History of Lifetouch

For more than 80 years, we have been the professional photography choice for schools and families.

  • 2018

    2018: Shutterfly Inc.

    Shutterfly purchased Lifetouch for $825MM
    Shutterfly (NASDAQ: SFLY), the leading online retailer and manufacturer of high-quality personalized products and services acquires Lifetouch, the national leader in school photography.
    By bringing the two companies together, they are able better serve all of our customers via Shutterfly’s cloud-photo management service, product-creation capabilities, mobile app, and broad product range.
    Lifetouch becomes a public company as it joins Shutterfly, Inc.
  • 2000’s

    2000’s Revenue & Acquisition Milestones

    Lifetouch purchased Jostens’ school photography business in 2006 then acquired the church and studio photography business of Olan Mills.
  • 1990's

    1990’s: Expansion

    Products and services offering greatly expanded

    Lifetouch innovated in products, services and technology. It created an underclass photography business in the spring to supplement the traditional fall school picture. It expanded services from picture rolls and seating charts to ID cards, images for school administrative systems and child safety.
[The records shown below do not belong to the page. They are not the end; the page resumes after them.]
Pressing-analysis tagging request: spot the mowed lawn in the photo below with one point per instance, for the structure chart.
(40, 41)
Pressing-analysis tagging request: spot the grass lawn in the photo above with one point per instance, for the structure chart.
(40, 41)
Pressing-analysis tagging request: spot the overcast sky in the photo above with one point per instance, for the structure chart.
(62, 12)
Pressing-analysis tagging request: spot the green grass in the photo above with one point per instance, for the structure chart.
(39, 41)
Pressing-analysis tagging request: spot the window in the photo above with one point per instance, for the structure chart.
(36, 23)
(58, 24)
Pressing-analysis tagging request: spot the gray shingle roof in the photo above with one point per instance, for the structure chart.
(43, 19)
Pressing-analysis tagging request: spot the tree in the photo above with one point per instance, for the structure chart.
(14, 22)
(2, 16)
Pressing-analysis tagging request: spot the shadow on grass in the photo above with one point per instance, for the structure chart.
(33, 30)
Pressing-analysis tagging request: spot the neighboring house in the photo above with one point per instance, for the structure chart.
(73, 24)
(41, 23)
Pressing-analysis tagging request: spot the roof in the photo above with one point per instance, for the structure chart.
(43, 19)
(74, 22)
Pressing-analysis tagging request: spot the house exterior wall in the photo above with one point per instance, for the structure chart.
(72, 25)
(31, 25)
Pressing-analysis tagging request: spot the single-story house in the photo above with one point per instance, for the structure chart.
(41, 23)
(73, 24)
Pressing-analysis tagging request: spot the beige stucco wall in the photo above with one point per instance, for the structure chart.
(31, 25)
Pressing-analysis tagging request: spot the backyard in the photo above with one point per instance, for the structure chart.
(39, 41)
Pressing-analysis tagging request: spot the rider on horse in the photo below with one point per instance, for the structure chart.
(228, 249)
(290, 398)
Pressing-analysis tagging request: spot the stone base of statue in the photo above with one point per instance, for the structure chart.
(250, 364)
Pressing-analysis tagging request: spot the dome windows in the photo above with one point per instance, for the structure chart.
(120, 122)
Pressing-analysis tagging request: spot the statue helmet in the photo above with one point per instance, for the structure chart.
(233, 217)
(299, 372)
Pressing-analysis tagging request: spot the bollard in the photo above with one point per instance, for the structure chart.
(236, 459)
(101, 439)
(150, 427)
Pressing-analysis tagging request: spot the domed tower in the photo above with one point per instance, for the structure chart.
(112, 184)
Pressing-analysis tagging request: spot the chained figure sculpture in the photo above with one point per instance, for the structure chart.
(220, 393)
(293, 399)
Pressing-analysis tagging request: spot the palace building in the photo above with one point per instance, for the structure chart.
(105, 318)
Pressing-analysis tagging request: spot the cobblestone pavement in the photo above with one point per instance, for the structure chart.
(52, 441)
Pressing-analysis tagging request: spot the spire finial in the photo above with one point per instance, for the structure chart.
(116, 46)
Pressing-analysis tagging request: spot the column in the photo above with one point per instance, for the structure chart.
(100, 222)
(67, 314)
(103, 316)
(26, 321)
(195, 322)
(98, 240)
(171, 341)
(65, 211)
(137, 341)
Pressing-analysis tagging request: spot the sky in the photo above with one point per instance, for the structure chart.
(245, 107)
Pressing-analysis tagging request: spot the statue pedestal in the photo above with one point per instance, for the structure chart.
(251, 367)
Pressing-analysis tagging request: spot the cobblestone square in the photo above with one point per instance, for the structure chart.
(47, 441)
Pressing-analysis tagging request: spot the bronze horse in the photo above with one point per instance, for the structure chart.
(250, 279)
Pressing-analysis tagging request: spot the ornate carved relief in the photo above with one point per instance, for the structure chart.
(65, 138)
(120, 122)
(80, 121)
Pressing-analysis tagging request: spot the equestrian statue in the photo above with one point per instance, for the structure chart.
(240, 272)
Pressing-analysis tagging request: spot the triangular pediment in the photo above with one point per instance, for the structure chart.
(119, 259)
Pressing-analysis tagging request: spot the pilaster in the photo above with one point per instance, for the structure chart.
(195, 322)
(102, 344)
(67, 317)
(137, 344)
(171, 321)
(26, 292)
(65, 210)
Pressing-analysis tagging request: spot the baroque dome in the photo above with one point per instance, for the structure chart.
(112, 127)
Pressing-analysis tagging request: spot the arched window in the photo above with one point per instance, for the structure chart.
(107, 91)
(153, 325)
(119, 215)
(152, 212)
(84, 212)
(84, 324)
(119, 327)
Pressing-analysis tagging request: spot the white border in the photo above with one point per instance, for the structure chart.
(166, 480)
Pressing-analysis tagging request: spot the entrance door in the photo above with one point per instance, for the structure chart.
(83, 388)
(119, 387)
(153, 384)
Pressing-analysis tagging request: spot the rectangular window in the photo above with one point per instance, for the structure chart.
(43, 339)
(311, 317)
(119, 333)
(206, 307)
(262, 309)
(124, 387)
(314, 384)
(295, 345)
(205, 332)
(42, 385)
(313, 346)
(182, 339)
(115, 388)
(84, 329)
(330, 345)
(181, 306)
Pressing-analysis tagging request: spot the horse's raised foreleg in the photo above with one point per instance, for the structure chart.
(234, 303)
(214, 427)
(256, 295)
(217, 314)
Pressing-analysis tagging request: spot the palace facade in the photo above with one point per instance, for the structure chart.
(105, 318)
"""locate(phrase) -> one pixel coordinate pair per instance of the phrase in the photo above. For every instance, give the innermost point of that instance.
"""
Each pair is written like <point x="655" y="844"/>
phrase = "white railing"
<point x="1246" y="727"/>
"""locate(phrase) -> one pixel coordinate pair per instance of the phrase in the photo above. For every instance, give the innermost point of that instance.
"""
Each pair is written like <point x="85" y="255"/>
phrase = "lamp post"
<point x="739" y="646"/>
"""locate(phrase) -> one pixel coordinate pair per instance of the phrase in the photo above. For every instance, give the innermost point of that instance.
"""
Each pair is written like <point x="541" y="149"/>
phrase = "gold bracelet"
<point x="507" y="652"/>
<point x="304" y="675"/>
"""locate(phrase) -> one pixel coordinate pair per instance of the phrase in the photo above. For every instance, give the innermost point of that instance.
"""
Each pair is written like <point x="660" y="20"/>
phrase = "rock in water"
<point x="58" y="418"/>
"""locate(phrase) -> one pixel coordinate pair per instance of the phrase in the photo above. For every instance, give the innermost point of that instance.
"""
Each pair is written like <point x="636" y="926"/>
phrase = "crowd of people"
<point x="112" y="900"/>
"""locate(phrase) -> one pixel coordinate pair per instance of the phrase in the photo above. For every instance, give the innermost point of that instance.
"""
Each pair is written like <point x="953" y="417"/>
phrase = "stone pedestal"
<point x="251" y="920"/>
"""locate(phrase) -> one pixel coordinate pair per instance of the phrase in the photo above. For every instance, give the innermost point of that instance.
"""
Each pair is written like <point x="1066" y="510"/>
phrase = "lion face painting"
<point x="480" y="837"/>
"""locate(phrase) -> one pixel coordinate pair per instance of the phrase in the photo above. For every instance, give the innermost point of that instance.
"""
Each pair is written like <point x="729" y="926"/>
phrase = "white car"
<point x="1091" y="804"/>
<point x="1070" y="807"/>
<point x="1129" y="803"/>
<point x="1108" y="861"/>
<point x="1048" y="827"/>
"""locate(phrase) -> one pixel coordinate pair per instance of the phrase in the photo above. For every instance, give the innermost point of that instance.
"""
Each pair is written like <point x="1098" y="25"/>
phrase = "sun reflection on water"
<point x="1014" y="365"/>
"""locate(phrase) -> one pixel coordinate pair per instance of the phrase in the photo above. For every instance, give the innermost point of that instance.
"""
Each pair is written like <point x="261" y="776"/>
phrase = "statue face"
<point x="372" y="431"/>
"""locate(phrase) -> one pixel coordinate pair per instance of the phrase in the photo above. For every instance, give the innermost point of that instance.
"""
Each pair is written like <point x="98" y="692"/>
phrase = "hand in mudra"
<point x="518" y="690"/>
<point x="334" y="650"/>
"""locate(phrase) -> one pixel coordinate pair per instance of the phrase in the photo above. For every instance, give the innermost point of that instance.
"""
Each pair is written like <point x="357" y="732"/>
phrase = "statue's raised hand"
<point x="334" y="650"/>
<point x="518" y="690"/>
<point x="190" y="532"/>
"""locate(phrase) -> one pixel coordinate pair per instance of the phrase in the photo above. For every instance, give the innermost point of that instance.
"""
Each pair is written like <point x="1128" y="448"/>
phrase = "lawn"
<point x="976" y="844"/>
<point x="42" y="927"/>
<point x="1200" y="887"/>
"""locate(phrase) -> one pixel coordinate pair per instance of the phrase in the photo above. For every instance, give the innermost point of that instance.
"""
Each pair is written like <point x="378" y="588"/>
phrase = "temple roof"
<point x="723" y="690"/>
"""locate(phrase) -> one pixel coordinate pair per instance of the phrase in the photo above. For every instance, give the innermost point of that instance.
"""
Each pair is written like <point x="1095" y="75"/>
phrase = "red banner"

It also invented and patented film and digital camera and other equipment which enabled it to accurately and efficiently photograph and deliver more than 58 million images each year to every state and province in the United States and Canada. As recognition of this amazing legacy, two of the Company’s patented cameras were added to the collection of the Smithsonian Institution as a reflection of the iconic role school photography and Lifetouch played in the history and culture of the United States. In 1994, Lifetouch entered the church photography market by acquiring United Photographic Industries.
  • 1985-1990

    1985-1990: The Acquisition Era

    Enterprise School Photos, Max Ward-Delmar, and United Photographic

    In the mid-eighties, a successful acquisition strategy launched that eventually led to the acquisition of over 250 regional and national school photography companies including the school photo business of Jostens and Herff Jones across the United States and Canada.
  • 1984

    1984: Lifetouch Inc.

    Company is renamed Lifetouch

    Following the acquisition of Kinderfoto, it was decided that the combined company needed a name that reflected its expanding business and vision. “Lifetouch” emotionally reflects the memories and mission of the growing professional photography integrator that offered “Photography for a Lifetime.”
  • 1983

    1983: Kinderfoto

    Acquisition doubles the size of the Company

    In 1983, National School Studios purchased the studio business of Kinderfoto. Through its business with JCPenney, Kinderfoto was one of the largest photographers of infants and toddlers in the U.S.
  • 1978

    1978: ESOP Formed

    Bruce Reinecker, Founder, gives full ownership to employees

    In 1978, looking towards retirement, Bruce Reinecker transferred 100 percent of the Company’s ownership to the employees through one of the first Employee Stock Ownership Plans (ESOP) under a newly enacted Federal law encouraging employee ownership.
  • 1970's

    1970’s: Lifetouch’s First Acquisitions

    Universal Publications and Prestige Portraits

    Following Eldon’s death in 1972, Richard Erickson, one of the more successful territory managers, joined Bruce in running the Company. National School Studios expanded its school products from individual portraits and classroom groups to include high school seniors, proms, dances and sports. Bruce acquired Universal Publications, which enabled National School Studios to create the elementary school yearbook. This was the beginning of the Lifetouch yearbook business.
  • 1950's

    1950’s: Color Photography

    Company pioneers use of color in school photographs
  • 1940's

    1940’s: Partnership Model

    Rapid expansion through partnerships with regional photographers

    Bruce and Eldon developed a unique business model that allowed them to scale the business rapidly. They partnered with photographers throughout the U.S., providing them with an entrepreneurial opportunity to develop a territory for National School Studios. The photographers were empowered to build relationships through their local presence, backed by financial support from National School Studios in the form of equipment and production services. A little more than a decade after its founding, National School Studios had become one of the largest school photography companies in the United States.
  • 1936

    1936: The Beginning

    Eldon Rothgeb and Bruce Reinecker launch National School Studios

    Lifetouch became the world’s largest photography company “one portrait at a time”. The Lifetouch story began in 1936, when Bruce Reinecker and Eldon Rothgeb made plans to bring their “School Photography of Distinction” to one-room schoolhouses throughout rural Minnesota. With $500 in start-up money, they set to work. Sharing a tiny apartment, a cramped office space, and a dream, the two hopeful and ambitious young men poured their skills and talents into their company, which they ambitiously named National School Studios.